岡村崇*1「そこが聞きたい 中国の少子化 加速へ」『毎日新聞』2019年11月3日


小浜正子さん*2へのインタヴュー。
抜書きしてみる;


一人っ子政策導入後に出産した経験がある女性たちに聞き取り調査したことがあります。やはり、子どもを1人に制限されたことへの反発はありました。「近代化の足かせとなる人口増を抑制するため」と繰り返した政府の宣伝活動を受け入れざるを得なかった女性には「国家のために私たちの世代が犠牲になった」と強く感じている人もいました。厳しく子供の数が制限されたことで、中国社会のジェンダー構造は大きく変わりました。都市部で生まれた女の子は、男の子と同様に大切に育てられるようになって地位が向上した一方、農村部では、女の子を妊娠したとわかれば中絶したり、戸籍のない「闇っ子」*3にしたりするケースが後を絶ちませんでした。教育機会も限られるなど女の子への差別や虐待も横行しました。このため、一人っ子政策導入後に生まれた世代は、男性の割合が異常に高くなっています*4
独子政策撤回後;
\
夫婦が子どもを2人持てることになり、一部の農村部ではベビーブームが起きました。しかし、国内全体としては政府が期待したほどに出生率が上がっていません。都市部では高騰する子どもの教育費などを理由に2人目の出産に踏み切れない夫婦が多いし、農村部でも「一人っ子でも別にかまわない」という選択をする夫婦も増えているからです。(略)日本を含む東アジアは今や、世界でもっとも出生率の低い地域です。一人っ子政策自体は特殊な政策でしたが、そのたがを外した中国は特別な存在ではありません。「想定を超えるスピードの少子化に直面している」という点で、東アジアのほかの国々と課題を共にしていると捉えた方が良いでしょう。
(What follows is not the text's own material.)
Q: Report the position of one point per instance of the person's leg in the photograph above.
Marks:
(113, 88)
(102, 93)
東アジアでは、欧米に比べて婚外子の出生が極端に少ないなど家族規範が強いことが少子化と関連していると指摘されています。中国は特にこの傾向が強い。経済の急速な発展に伴って、日本以上に格差が広がったため、社会での競争が激しく、子どもを育てることに対するプレッシャーも強いです。人口の男女比率が違うことで生じた男性の結婚難や晩婚化という要素もあるので、中国社会の少子化は今後、加速度的に進むでしょう。現時点で中国は有効な少子化対策を打ち出せていません。しかし、「二人っ子政策」になった現在でも、国家が子どもの数を決めるという方針は変わっていない。むしろ必ず2人産むようにさせろという意見も一部で出ていますが、人びとの感覚とは距離があるので実現は難しいでしょう。(後略)
ところで、中国の人口問題の基本については、若林敬子先生の『中国 人口超大国のゆくえ』以来、私の知識はあまりアップデイトされていないのだった。